Dès notre conception, voire même avant ce qui c’est passé dans la famille, avec maman, papa et tous les autres, a eu et a encore aujourd’hui une grande importance dans notre vie.
Nos comportements, nos attitudes ont pris racines dès le début de notre vie et font que nous sommes qui nous sommes aujourd’hui avec nos qualités et nos défauts.
Nous avons enregistré inconsciemment des mémoires, des empreintes que l’on peut nommer blessures, celle-ci ont été ravivées tout au long de notre existence par des rappels de souffrance, d’émotions fortes et déstabilisantes.
Quelques fois juste une simple situation, pourtant anodine vient réveiller la blessure.
Exemple : un enfant reste chez ses grands parents pendant un weekend end , ses parents ayant prévu de faire un voyage en amoureux, l’enfant pleure derrière le portail en voyant partir ses parents , il pense qu’on l’abandonne, que ses parents ne l’aiment plus , qu’il n’est pas important pour eux…

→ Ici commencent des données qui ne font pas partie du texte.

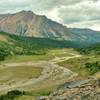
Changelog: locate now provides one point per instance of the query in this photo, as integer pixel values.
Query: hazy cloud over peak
(73, 13)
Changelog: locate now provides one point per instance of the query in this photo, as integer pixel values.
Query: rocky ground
(88, 89)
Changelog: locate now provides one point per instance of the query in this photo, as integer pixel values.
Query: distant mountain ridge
(26, 23)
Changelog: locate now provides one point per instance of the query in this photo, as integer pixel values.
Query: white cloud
(74, 13)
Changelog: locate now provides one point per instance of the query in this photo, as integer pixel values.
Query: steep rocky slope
(26, 23)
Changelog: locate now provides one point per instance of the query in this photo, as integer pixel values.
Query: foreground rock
(77, 90)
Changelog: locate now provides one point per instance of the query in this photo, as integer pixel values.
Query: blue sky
(73, 13)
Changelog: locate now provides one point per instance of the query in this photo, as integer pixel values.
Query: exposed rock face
(26, 23)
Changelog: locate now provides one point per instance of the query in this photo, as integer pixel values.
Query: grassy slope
(78, 64)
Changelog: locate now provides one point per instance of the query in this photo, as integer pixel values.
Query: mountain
(86, 34)
(26, 23)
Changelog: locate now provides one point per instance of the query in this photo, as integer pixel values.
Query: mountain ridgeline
(26, 23)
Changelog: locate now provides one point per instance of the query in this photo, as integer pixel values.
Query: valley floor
(37, 75)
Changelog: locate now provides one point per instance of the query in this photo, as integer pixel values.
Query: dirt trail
(51, 70)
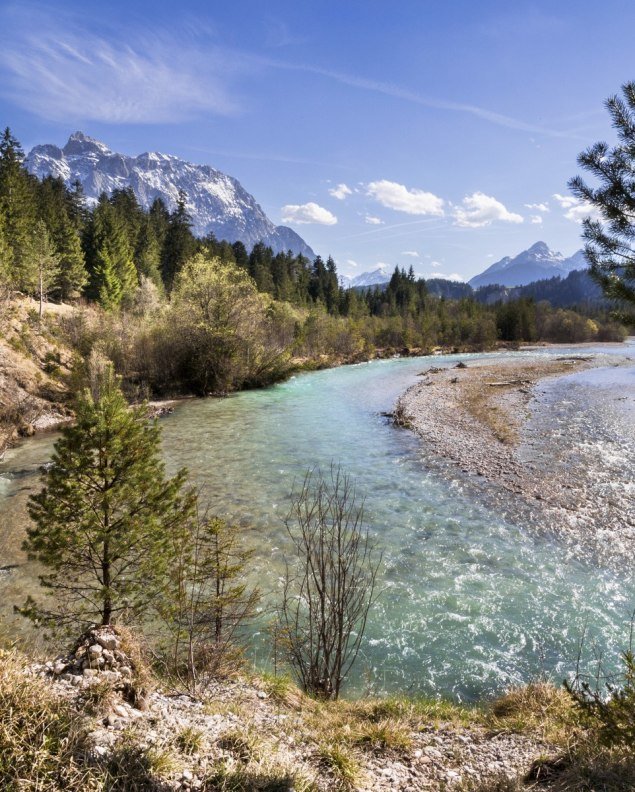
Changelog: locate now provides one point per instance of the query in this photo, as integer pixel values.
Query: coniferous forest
(177, 313)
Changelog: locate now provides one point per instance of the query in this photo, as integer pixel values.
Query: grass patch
(42, 739)
(189, 740)
(268, 776)
(244, 745)
(540, 708)
(342, 763)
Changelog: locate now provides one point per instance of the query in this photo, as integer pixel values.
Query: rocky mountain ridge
(217, 203)
(536, 263)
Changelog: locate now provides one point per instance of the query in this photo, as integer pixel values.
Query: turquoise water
(472, 601)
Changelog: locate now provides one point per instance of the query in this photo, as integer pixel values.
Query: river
(474, 599)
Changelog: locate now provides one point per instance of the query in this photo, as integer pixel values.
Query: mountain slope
(537, 263)
(217, 203)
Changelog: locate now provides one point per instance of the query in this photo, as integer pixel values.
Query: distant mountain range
(216, 202)
(537, 263)
(374, 278)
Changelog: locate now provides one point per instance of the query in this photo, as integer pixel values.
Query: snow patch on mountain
(216, 202)
(536, 263)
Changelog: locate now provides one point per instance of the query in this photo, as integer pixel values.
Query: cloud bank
(307, 213)
(340, 192)
(479, 210)
(411, 201)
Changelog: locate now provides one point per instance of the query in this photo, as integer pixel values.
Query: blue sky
(437, 134)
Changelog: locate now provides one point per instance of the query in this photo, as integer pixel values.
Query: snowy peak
(536, 263)
(80, 144)
(374, 278)
(216, 202)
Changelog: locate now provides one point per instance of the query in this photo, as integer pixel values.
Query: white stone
(108, 641)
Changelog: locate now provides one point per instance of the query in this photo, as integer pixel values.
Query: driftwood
(507, 383)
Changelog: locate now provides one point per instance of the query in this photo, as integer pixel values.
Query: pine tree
(5, 262)
(113, 277)
(610, 241)
(56, 208)
(180, 244)
(103, 523)
(148, 253)
(72, 276)
(17, 204)
(45, 262)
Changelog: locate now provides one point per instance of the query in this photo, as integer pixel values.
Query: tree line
(177, 313)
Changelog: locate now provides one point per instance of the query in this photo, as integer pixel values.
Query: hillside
(33, 388)
(251, 733)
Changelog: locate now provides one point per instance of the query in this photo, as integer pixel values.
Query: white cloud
(566, 201)
(401, 199)
(62, 71)
(481, 210)
(577, 210)
(307, 213)
(340, 192)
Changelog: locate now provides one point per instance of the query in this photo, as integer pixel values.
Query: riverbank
(251, 732)
(489, 422)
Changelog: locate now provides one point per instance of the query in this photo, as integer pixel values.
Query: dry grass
(540, 708)
(42, 740)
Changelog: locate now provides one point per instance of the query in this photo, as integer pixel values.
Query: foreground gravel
(484, 424)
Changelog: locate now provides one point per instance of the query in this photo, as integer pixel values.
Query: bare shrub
(330, 586)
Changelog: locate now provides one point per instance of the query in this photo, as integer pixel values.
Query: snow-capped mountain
(537, 263)
(216, 202)
(375, 278)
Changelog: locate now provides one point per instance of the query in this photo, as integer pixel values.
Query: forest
(177, 313)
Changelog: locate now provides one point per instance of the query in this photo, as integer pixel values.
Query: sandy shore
(482, 424)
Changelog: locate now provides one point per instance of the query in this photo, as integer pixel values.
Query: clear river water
(473, 598)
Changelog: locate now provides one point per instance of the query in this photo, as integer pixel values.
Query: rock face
(216, 202)
(537, 263)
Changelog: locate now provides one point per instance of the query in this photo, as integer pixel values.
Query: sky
(434, 134)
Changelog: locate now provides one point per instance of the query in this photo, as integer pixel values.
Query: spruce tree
(17, 204)
(179, 245)
(72, 276)
(6, 284)
(104, 522)
(45, 262)
(610, 240)
(113, 277)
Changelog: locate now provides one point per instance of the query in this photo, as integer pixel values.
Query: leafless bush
(330, 586)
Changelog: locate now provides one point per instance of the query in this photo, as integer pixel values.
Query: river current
(473, 598)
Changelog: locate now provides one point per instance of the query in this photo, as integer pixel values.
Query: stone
(108, 641)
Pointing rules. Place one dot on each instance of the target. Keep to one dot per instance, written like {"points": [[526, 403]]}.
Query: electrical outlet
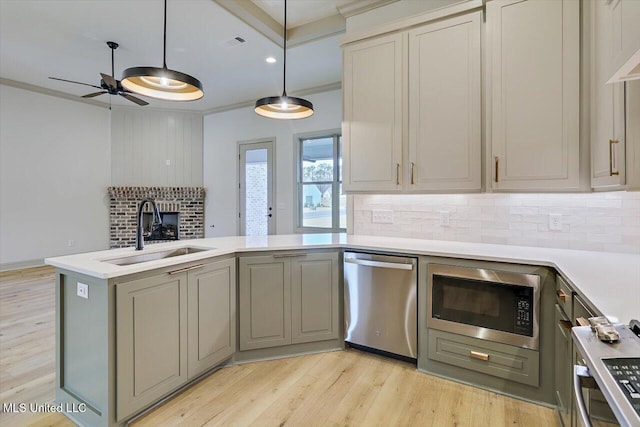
{"points": [[555, 222], [382, 216], [82, 290], [444, 219]]}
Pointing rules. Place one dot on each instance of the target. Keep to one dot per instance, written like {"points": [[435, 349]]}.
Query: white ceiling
{"points": [[67, 39]]}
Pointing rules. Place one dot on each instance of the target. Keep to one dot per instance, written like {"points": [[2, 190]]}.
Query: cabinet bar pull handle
{"points": [[565, 324], [581, 321], [562, 296], [478, 355], [289, 254], [412, 166], [611, 172], [182, 270]]}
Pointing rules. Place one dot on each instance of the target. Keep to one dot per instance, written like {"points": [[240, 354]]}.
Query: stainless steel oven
{"points": [[500, 306]]}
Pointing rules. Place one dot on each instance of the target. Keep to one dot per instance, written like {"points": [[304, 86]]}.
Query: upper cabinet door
{"points": [[534, 69], [445, 105], [607, 102], [373, 114]]}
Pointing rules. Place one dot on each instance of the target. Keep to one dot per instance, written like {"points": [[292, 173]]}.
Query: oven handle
{"points": [[580, 372], [381, 264]]}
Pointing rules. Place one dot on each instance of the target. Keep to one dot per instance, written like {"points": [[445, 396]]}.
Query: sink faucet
{"points": [[156, 220]]}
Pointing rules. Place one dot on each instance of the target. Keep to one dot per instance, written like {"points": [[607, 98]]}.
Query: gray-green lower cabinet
{"points": [[289, 298], [211, 293], [170, 328], [151, 337]]}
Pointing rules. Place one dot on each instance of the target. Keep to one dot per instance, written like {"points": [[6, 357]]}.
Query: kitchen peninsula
{"points": [[81, 356]]}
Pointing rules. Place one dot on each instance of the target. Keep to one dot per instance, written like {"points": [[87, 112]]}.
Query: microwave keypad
{"points": [[523, 314], [626, 372]]}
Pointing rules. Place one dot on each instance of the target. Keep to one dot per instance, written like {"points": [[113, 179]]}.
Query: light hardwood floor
{"points": [[343, 388]]}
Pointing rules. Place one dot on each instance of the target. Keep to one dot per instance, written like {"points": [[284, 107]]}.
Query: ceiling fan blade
{"points": [[78, 83], [91, 95], [133, 99], [110, 81]]}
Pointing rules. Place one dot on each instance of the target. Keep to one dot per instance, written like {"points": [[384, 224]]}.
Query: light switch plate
{"points": [[82, 290], [444, 219], [382, 216], [555, 222]]}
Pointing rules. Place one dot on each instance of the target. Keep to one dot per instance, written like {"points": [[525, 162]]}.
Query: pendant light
{"points": [[162, 83], [284, 107]]}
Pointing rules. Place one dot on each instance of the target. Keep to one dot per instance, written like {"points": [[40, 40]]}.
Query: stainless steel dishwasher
{"points": [[380, 303]]}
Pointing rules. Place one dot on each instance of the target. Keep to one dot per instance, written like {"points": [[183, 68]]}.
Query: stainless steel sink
{"points": [[153, 256]]}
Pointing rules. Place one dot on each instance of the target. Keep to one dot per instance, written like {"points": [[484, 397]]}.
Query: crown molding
{"points": [[259, 20], [51, 92], [348, 8]]}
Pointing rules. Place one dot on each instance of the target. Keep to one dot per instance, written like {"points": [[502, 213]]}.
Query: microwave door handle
{"points": [[580, 372]]}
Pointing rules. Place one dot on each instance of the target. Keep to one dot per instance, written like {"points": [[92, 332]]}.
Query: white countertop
{"points": [[610, 281]]}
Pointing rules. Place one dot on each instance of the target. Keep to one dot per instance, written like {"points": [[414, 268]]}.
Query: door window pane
{"points": [[256, 194], [316, 211], [320, 202], [317, 160]]}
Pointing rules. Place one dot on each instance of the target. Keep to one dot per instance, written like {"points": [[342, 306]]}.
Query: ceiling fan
{"points": [[108, 83]]}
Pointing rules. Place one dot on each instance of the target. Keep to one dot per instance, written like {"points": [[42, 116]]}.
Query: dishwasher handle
{"points": [[381, 264]]}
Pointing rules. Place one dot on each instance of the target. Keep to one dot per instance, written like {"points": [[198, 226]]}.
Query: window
{"points": [[321, 205]]}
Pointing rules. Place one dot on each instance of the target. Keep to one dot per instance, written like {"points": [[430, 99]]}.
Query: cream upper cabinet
{"points": [[607, 102], [373, 114], [624, 18], [533, 76], [437, 145], [445, 105]]}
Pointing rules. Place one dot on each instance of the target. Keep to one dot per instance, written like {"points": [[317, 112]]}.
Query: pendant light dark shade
{"points": [[162, 83], [284, 106]]}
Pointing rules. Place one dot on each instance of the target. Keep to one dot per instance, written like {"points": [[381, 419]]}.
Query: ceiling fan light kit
{"points": [[284, 107], [162, 83]]}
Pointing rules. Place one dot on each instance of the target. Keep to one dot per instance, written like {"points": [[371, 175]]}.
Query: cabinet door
{"points": [[607, 104], [265, 302], [151, 330], [314, 298], [444, 105], [373, 114], [212, 315], [563, 365], [625, 15], [533, 61]]}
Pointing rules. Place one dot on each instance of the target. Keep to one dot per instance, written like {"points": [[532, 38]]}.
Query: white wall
{"points": [[54, 172], [394, 11], [223, 131]]}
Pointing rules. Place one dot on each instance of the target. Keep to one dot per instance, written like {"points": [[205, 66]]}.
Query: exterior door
{"points": [[256, 214]]}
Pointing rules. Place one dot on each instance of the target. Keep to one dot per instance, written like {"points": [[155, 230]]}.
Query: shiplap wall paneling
{"points": [[156, 148]]}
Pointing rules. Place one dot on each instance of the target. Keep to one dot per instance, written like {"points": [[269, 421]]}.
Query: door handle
{"points": [[562, 296], [611, 172], [370, 263], [182, 270]]}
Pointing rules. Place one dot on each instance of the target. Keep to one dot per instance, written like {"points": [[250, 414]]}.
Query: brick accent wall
{"points": [[123, 207]]}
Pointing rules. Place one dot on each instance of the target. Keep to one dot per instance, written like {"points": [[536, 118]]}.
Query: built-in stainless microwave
{"points": [[501, 306]]}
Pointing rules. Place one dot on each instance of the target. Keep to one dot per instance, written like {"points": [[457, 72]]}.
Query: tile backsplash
{"points": [[589, 221]]}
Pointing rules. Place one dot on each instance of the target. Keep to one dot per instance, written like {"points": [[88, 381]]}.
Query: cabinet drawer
{"points": [[564, 296], [504, 361]]}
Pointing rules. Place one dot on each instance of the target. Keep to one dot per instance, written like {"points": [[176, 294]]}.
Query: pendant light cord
{"points": [[164, 44], [284, 74]]}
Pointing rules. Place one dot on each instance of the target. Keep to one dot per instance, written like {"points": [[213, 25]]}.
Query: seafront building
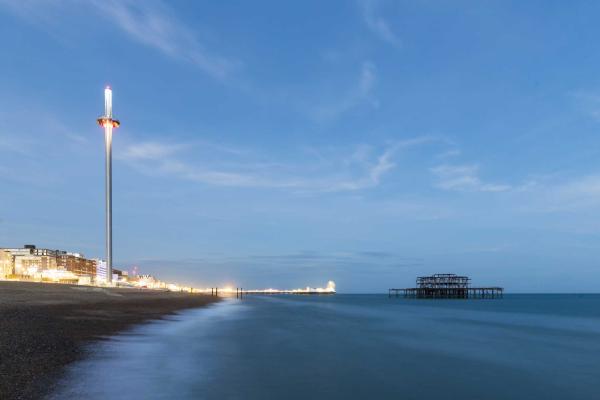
{"points": [[32, 263]]}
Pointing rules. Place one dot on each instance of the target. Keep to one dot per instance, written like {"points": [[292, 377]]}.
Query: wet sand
{"points": [[44, 327]]}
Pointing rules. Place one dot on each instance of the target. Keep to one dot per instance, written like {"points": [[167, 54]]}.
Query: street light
{"points": [[108, 123]]}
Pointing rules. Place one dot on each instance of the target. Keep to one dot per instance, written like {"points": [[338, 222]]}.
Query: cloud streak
{"points": [[150, 22], [153, 24], [377, 24], [361, 93], [464, 178], [362, 170]]}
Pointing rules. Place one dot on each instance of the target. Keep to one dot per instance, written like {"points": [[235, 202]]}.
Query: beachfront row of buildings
{"points": [[35, 264], [31, 263]]}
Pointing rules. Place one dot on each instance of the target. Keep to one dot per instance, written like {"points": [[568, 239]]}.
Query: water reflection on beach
{"points": [[354, 346]]}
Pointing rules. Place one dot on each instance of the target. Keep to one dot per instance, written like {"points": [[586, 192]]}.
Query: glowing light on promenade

Dans sa vie d’ado et d’adulte, à chaque fois qu’il voit partir quelqu’un en vacances ou que lui-même s’en va, il se sent très mal, se sent triste et il ne sait pas, pourquoi il est blessé ?
C’est que le petit enfant d’autrefois a eu très mal, c’est comme une plaie qui c’est formé, puis on a pansé sa plaie
« ce n’est rien, ils vont revenir, tu es un grand, un garçon ça ne pleure pas…. »
Autant de paroles d’incompréhension voir même de doute qui vont s’enregistrer dans son inconscient.
Puis lorsque qu’une situation similaire est vécue, la blessure se ravive, c’est comme si on arrachait le pansement et la plaie se retrouve à l’air et fait de plus en plus souffrir, car elle est de plus en plus profonde.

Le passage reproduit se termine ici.